Expert writers and speakers spend considerable time composing, thinking about what they want to say, and tailoring it to a specific audience. They spend
time in preparation, doing research, going through a drafting process, getting feedback on ideas, and refining their work. Accomplished speakers often
spend time practicing, getting a look at a venue before they start, and reviewing notes or outlines. The bottom line? What separates experts from novices
is investment of time and effort.
Students may not know this. Starting a writing or public speaking project even a week in advance of the due date is probably devoting more time to it that
they think necessary.

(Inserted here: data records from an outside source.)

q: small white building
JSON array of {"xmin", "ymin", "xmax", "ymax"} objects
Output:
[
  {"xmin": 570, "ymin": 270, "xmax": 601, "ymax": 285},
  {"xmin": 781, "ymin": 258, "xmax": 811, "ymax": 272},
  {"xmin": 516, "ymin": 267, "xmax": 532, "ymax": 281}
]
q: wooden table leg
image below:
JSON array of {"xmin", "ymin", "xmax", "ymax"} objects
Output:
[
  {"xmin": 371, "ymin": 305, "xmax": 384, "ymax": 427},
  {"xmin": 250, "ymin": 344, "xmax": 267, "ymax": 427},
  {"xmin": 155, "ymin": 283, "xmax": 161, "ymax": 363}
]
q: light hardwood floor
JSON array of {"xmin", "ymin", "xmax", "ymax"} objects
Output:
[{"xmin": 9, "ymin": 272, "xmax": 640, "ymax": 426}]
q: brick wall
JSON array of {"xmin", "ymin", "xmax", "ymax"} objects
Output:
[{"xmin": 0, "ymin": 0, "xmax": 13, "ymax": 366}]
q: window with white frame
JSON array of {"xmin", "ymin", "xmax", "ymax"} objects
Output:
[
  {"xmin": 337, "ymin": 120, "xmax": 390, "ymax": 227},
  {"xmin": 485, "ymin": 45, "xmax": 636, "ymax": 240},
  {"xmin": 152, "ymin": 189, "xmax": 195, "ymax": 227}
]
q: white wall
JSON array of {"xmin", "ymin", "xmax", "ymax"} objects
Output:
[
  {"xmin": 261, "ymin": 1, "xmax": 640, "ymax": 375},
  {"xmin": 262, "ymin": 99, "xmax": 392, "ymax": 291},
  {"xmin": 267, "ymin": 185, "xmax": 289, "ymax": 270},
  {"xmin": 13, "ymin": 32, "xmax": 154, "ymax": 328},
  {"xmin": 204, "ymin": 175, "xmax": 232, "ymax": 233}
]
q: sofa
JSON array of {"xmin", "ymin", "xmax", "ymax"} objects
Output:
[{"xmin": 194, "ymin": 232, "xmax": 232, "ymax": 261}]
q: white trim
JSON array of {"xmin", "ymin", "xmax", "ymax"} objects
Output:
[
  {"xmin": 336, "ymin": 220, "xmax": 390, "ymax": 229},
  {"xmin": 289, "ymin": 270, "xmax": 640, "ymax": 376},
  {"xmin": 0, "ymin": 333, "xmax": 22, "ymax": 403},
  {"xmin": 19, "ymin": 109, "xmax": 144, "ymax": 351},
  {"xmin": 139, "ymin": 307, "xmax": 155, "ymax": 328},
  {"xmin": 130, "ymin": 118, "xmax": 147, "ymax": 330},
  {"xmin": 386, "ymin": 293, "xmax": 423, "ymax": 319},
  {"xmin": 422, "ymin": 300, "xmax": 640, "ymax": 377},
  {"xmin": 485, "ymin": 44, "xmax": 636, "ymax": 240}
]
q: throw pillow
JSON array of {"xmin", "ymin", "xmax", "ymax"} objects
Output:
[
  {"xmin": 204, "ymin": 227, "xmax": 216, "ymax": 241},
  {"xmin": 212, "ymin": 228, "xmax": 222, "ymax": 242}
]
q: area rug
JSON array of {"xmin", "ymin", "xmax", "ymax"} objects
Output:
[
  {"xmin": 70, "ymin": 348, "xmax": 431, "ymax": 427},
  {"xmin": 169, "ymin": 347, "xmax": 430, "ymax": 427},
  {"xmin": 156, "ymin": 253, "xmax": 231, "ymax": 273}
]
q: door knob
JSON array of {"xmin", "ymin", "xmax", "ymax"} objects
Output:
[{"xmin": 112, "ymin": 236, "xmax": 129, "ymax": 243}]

In their world, experts already know what they’re doing, so they need less time to produce something good.
As a faculty member, you can build time into your syllabus that will help students practice more mature composing habits, but what else can you do?
1. Make writing a regular habit.
Spend 20-40 minutes a day on a commonplace book (journal). The commonplace book will help you develop fluency—that easy transfer of words onto paper—and
ideas. ”Commonplaces” (also called “topics”) were, in classical rhetoric, where orators would look for ideas. This is the place to be creative, jot down
observations and ideas, and keep track of thoughts. A good communicator is always observant, and writing down what you see and hear will develop your
powers of observation. You should be recording the details that make something distinctive and attending to the topics of the day, so that you can relate
to an audience.
2. Start from the end.
What will the end product look like? You might have to do some research. First, check any parameters you’ve been given—calls for proposals, assignment
instructions. Second, look for a model in the same genre. You’d be surprised how many people start writing a dissertation without ever having looked at
one. If you have been invited to speak, do you know enough about the venue, the timing, and the audience? You may be planning on using slides, but will a
projector be available?
3. Break the whole task into parts.
The goal is to have a realistic idea of how much time the task will take, not to decide in advance exactly what to write. Start with larger chunks, then
break them down, too. For a dissertation, larger chunks may be the parts of the document such as chapters, while for a paper, it might be sections or the
thread of an argument. Break sections down into sub-sections. It’s not always necessary to break sections down by paragraphs, however. Think of the
paragraph as a flexible unit. A section might contain one long paragraph or a series of short, related paragraphs. Finally, create an outline or a visual
map and plot it on a calendar with estimates of how long each part will take.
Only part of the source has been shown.